The DNAinfo archives brought to you by WNYC.
Read the press release here.

Chase Bank Officials Defend Continued Closure of Lower Manhattan Plaza

FINANCIAL DISTRICT — Chase Manhattan Plaza will remain closed until the spring, while JPMorgan Chase does a major waterproofing project, bank officials told angry residents Thursday night.

Speaking publicly about the 700,000-square-foot plaza's closure for the first time this week, JPMorgan Chase officials denied that they shut down access to the open space in response to Occupy Wall Street, despite the fact that it happened a day before OWS protesters arrived in an attempt to move into the plaza last September.

"It has nothing to do with that," Karen McGuinness, a vice president at JPMorgan Chase, told skeptical residents at Thursday night's Community Board 1 meeting.

Downtown residents were upset to lose one of the largest open spaces in the heart of the heavily developed Financial District.
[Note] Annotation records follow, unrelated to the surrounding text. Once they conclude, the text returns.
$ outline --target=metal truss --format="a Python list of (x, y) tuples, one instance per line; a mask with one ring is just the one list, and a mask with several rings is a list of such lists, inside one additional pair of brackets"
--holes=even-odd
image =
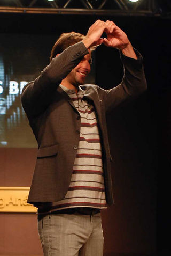
[(170, 0), (6, 0), (0, 12), (114, 16), (151, 16), (170, 18)]

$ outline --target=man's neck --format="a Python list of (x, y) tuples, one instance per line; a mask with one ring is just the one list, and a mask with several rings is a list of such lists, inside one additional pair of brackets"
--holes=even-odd
[(70, 84), (68, 82), (68, 81), (66, 81), (65, 79), (62, 80), (61, 82), (61, 84), (64, 85), (64, 86), (68, 88), (68, 89), (70, 90), (74, 90), (75, 91), (76, 93), (77, 94), (79, 88), (77, 86), (75, 86), (75, 85), (73, 85), (73, 84)]

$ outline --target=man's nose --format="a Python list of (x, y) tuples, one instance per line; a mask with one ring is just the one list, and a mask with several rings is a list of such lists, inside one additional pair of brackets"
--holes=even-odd
[(89, 72), (90, 71), (91, 67), (88, 61), (84, 61), (83, 63), (83, 68), (85, 68)]

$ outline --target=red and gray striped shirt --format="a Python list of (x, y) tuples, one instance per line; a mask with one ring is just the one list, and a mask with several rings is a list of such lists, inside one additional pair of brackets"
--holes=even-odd
[(76, 94), (74, 90), (60, 86), (80, 114), (80, 136), (68, 192), (63, 200), (52, 203), (51, 210), (79, 207), (106, 208), (101, 143), (95, 108), (84, 99), (85, 91), (80, 87)]

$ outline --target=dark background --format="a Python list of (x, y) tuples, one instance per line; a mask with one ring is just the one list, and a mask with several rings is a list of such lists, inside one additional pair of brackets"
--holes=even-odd
[[(86, 34), (98, 19), (114, 21), (127, 33), (133, 47), (144, 57), (148, 85), (143, 95), (108, 116), (115, 203), (103, 212), (105, 255), (167, 255), (170, 252), (168, 233), (170, 230), (171, 20), (150, 17), (1, 13), (0, 33), (6, 33), (7, 36), (11, 33), (32, 36), (39, 34), (43, 35), (42, 38), (73, 30)], [(53, 43), (50, 42), (47, 47)], [(14, 53), (12, 41), (11, 47)], [(41, 54), (40, 42), (36, 61)], [(112, 87), (121, 82), (122, 75), (118, 51), (104, 46), (98, 47), (96, 53), (96, 84), (105, 89)], [(0, 186), (29, 186), (36, 150), (0, 149), (3, 163)], [(29, 164), (26, 165), (22, 157), (21, 162), (21, 157), (17, 157), (24, 152), (27, 152), (25, 157)], [(33, 214), (1, 214), (1, 217), (6, 229), (6, 233), (3, 229), (2, 232), (6, 233), (3, 237), (6, 244), (3, 244), (6, 248), (3, 245), (0, 253), (11, 254), (12, 250), (6, 244), (7, 228), (10, 232), (7, 226), (12, 229), (11, 223), (15, 223), (12, 220), (20, 220), (21, 224), (23, 220), (24, 224), (24, 219), (27, 219), (29, 228), (27, 232), (25, 229), (25, 235), (30, 236)], [(5, 221), (10, 224), (5, 226)], [(17, 248), (16, 252), (24, 254), (24, 251)]]

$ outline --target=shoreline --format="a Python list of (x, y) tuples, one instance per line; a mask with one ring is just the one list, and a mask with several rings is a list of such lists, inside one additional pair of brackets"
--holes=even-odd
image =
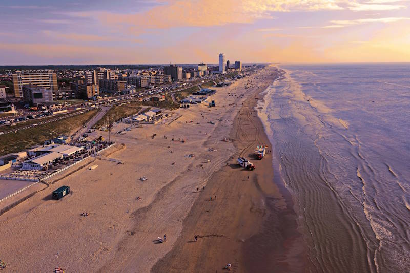
[[(96, 159), (97, 169), (79, 170), (0, 216), (2, 248), (7, 250), (2, 259), (14, 271), (48, 271), (59, 266), (70, 271), (147, 272), (153, 266), (154, 271), (156, 264), (166, 264), (158, 261), (186, 246), (189, 253), (171, 261), (187, 267), (177, 267), (175, 271), (218, 270), (228, 262), (245, 271), (257, 267), (253, 263), (257, 258), (263, 259), (248, 261), (247, 256), (256, 252), (255, 245), (260, 248), (258, 236), (264, 228), (274, 232), (264, 247), (273, 246), (282, 254), (294, 248), (282, 247), (288, 242), (278, 243), (283, 237), (280, 229), (264, 227), (266, 219), (280, 224), (279, 214), (288, 215), (272, 182), (273, 154), (257, 161), (251, 155), (257, 166), (254, 171), (238, 169), (235, 158), (238, 151), (249, 157), (256, 145), (269, 143), (256, 114), (255, 98), (272, 83), (275, 71), (267, 67), (217, 89), (212, 97), (216, 107), (179, 109), (173, 122), (134, 128), (124, 135), (112, 134), (112, 139), (127, 149), (110, 156), (124, 164)], [(114, 132), (126, 126), (118, 124)], [(100, 134), (106, 137), (108, 132), (91, 134)], [(233, 143), (223, 141), (227, 137)], [(147, 181), (138, 179), (144, 176)], [(70, 187), (70, 194), (51, 200), (52, 191), (63, 185)], [(210, 200), (215, 196), (216, 200)], [(89, 216), (81, 216), (84, 212)], [(188, 227), (197, 224), (202, 228), (194, 230), (199, 241), (187, 243), (194, 236)], [(288, 229), (283, 225), (281, 230)], [(166, 243), (158, 243), (164, 234)], [(63, 235), (69, 239), (60, 240)], [(215, 251), (219, 248), (226, 251), (220, 255)], [(233, 260), (236, 258), (238, 262)], [(165, 270), (172, 271), (173, 266)]]
[[(302, 235), (297, 230), (292, 197), (280, 177), (278, 167), (274, 166), (277, 160), (273, 153), (260, 161), (249, 156), (254, 146), (261, 143), (272, 149), (262, 120), (255, 114), (258, 112), (258, 101), (264, 99), (266, 93), (262, 93), (277, 80), (279, 71), (262, 91), (254, 91), (235, 117), (230, 133), (231, 137), (239, 140), (234, 142), (236, 150), (234, 159), (228, 160), (227, 166), (214, 174), (206, 190), (207, 193), (218, 192), (218, 198), (220, 196), (223, 200), (212, 201), (221, 203), (212, 204), (216, 207), (213, 207), (207, 204), (210, 202), (197, 199), (184, 220), (181, 236), (172, 250), (156, 263), (151, 271), (217, 272), (228, 263), (235, 272), (295, 271), (304, 268)], [(244, 123), (244, 118), (250, 125)], [(253, 128), (254, 135), (247, 134)], [(241, 132), (239, 135), (238, 132)], [(257, 169), (252, 172), (233, 167), (239, 156), (249, 157)], [(241, 173), (243, 172), (244, 174)], [(246, 177), (248, 174), (249, 180)], [(240, 202), (232, 202), (231, 195), (239, 196)], [(198, 236), (197, 242), (193, 241), (194, 234)]]

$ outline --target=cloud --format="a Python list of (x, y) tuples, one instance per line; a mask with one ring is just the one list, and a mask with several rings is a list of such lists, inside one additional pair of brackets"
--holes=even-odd
[(367, 18), (365, 19), (355, 19), (353, 20), (332, 20), (330, 22), (334, 25), (322, 27), (322, 28), (344, 28), (350, 26), (355, 26), (370, 23), (394, 23), (398, 21), (410, 20), (408, 17), (388, 17), (386, 18)]
[(50, 6), (35, 6), (35, 5), (24, 5), (24, 6), (0, 6), (2, 8), (9, 8), (9, 9), (48, 9), (52, 7)]
[(38, 22), (46, 24), (71, 24), (72, 23), (69, 20), (64, 19), (42, 19), (38, 20)]
[(322, 28), (324, 29), (330, 29), (330, 28), (344, 28), (346, 26), (343, 25), (330, 25), (329, 26), (325, 26), (324, 27), (322, 27)]
[[(144, 12), (119, 13), (110, 11), (69, 12), (65, 15), (95, 18), (113, 28), (125, 27), (130, 32), (141, 29), (175, 27), (203, 27), (230, 24), (252, 24), (260, 19), (272, 19), (275, 12), (311, 12), (341, 10), (334, 0), (171, 0)], [(61, 13), (60, 13), (61, 14)]]
[(117, 36), (100, 36), (95, 34), (85, 34), (74, 32), (69, 33), (62, 33), (56, 31), (50, 30), (43, 30), (43, 33), (48, 37), (55, 37), (58, 39), (64, 39), (70, 41), (78, 41), (83, 42), (89, 41), (132, 41), (133, 43), (141, 43), (141, 40), (130, 38), (121, 38)]
[(277, 31), (278, 30), (282, 30), (282, 29), (258, 29), (257, 31)]
[[(375, 3), (387, 3), (393, 2), (385, 1), (373, 2)], [(398, 10), (405, 8), (406, 6), (403, 5), (387, 5), (384, 4), (361, 4), (359, 3), (351, 3), (349, 4), (349, 9), (354, 11), (387, 11)]]

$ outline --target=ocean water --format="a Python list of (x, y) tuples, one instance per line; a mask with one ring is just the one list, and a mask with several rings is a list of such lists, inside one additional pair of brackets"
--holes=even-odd
[(410, 64), (279, 68), (259, 114), (308, 270), (410, 271)]

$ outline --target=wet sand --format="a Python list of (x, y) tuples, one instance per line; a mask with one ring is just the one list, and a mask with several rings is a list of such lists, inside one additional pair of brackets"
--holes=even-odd
[[(178, 109), (155, 125), (112, 134), (126, 148), (110, 157), (124, 164), (96, 160), (97, 169), (83, 168), (0, 216), (0, 257), (9, 270), (147, 272), (155, 265), (154, 271), (209, 271), (228, 263), (238, 272), (299, 268), (294, 213), (273, 182), (272, 154), (251, 158), (253, 172), (236, 164), (256, 145), (271, 146), (253, 108), (275, 73), (268, 68), (217, 89), (216, 107)], [(100, 134), (108, 136), (91, 134)], [(62, 185), (71, 193), (52, 200)], [(164, 234), (167, 242), (158, 243)], [(191, 243), (195, 234), (198, 241)]]

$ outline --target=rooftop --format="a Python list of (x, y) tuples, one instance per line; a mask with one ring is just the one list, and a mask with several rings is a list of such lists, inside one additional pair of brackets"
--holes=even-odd
[(33, 159), (29, 159), (24, 161), (23, 163), (34, 163), (35, 164), (38, 164), (39, 165), (43, 165), (50, 161), (52, 161), (57, 158), (61, 158), (63, 157), (63, 155), (56, 152), (53, 152), (52, 153), (49, 153), (45, 155), (37, 156)]

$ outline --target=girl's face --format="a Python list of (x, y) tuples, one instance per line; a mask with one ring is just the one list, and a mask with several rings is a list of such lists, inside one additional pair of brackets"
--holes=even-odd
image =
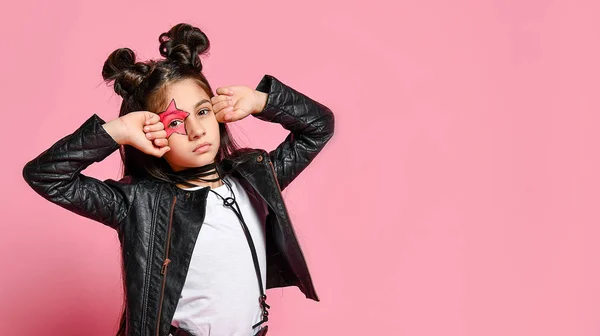
[(164, 158), (174, 171), (213, 163), (219, 151), (219, 122), (210, 97), (193, 79), (167, 88), (169, 106), (159, 112), (167, 131), (168, 151)]

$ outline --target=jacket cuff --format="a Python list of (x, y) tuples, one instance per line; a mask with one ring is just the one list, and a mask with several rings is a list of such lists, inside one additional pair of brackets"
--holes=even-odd
[(276, 102), (274, 100), (277, 100), (276, 95), (281, 93), (285, 87), (285, 84), (280, 82), (277, 78), (271, 75), (264, 75), (260, 83), (256, 86), (256, 91), (267, 94), (267, 103), (262, 111), (252, 115), (261, 120), (273, 119), (272, 117), (278, 112), (278, 109), (275, 108)]
[(119, 149), (120, 145), (102, 127), (105, 122), (97, 114), (89, 117), (71, 136), (68, 136), (68, 145), (71, 150), (93, 151), (95, 162), (104, 160), (107, 156)]

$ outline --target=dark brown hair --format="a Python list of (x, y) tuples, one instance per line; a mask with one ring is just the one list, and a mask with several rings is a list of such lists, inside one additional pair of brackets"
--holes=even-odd
[[(162, 111), (167, 105), (169, 84), (193, 79), (209, 97), (214, 94), (202, 73), (200, 55), (206, 54), (210, 43), (206, 34), (189, 24), (180, 23), (159, 38), (164, 59), (136, 62), (129, 48), (113, 51), (102, 68), (102, 77), (113, 82), (115, 92), (123, 97), (119, 116), (133, 111)], [(221, 145), (216, 162), (231, 157), (239, 149), (226, 124), (219, 123)], [(132, 146), (122, 146), (123, 176), (171, 181), (165, 172), (170, 167), (164, 158), (145, 154)]]

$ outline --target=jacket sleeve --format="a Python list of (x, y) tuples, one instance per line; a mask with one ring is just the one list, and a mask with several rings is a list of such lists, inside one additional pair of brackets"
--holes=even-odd
[(91, 116), (74, 133), (28, 162), (23, 178), (50, 202), (116, 229), (127, 214), (131, 197), (126, 193), (131, 188), (81, 174), (119, 148), (102, 124), (100, 117)]
[(325, 147), (333, 136), (334, 116), (329, 108), (265, 75), (257, 91), (268, 94), (263, 111), (256, 118), (278, 123), (290, 131), (276, 149), (269, 152), (281, 190), (285, 189)]

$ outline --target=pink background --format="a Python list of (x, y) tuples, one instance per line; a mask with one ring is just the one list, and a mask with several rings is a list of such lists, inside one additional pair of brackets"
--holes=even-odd
[[(3, 7), (8, 7), (6, 4)], [(322, 302), (270, 291), (273, 335), (600, 334), (597, 1), (18, 1), (0, 11), (2, 335), (111, 335), (116, 233), (21, 169), (92, 113), (110, 52), (204, 29), (214, 87), (265, 73), (336, 135), (285, 192)], [(246, 119), (242, 144), (286, 132)], [(118, 155), (85, 173), (118, 177)], [(313, 330), (318, 331), (313, 332)]]

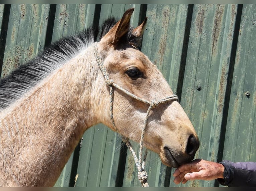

Their frustration grew as months passed and the plaza at Liberty and Nassau streets remained closed, with no visible sign of JPMorgan Chase's promised construction taking place. A lawsuit seeking more information about the project was filed earlier this year.

JPMorgan Chase officials said the plaza, which surrounds the bank's skyscraper at One Chase Manhattan Plaza, had to close after the bank found "extensive leaking" that posed immediate safety concerns. The bank has spent the past 10 months preparing to do the repair work, which has not yet begun, McGuinness said.

Construction will include replacing all 37 drains on the plaza and caulking and waterproofing the stone pavers, said John Babieracki, a managing director at JPMorgan Chase. The bank will also replace many of the plaza's trees.

The work could start as soon as this week and will finish sometime next spring, by May at the latest, Babieracki said.

Once the construction is complete, the bank expects to reopen the plaza to the public, said Bill Viets, a managing director at JPMorgan Chase.

"It is our intention to operate that plaza as it has traditionally been operated," Viets said.

Unlike Zuccotti Park and other privately owned public spaces in Lower Manhattan, Chase Manhattan Plaza is not required by law to be open to the public — but many nearby residents said they thought of it as part of their backyard.

David Colman, a Nassau Street resident for the past 15 years, said he walked his dog in the plaza daily and was so angry about its closure that he recently closed his accounts at Chase.

"That plaza belongs to the community and the people in it and it deserves to be open," Colman told the JPMorgan Chase officials Thursday night.

Several CB1 members questioned the bank's statement that the closure had nothing to do with Occupy Wall Street — especially since security guards at the plaza had told them the fences went up because of the protesters, not because of a waterproofing project.

But the officials replied that they, like the community, want to see the plaza reopen as soon as possible.

"We're as anxious as you are to get this work done," Babieracki said.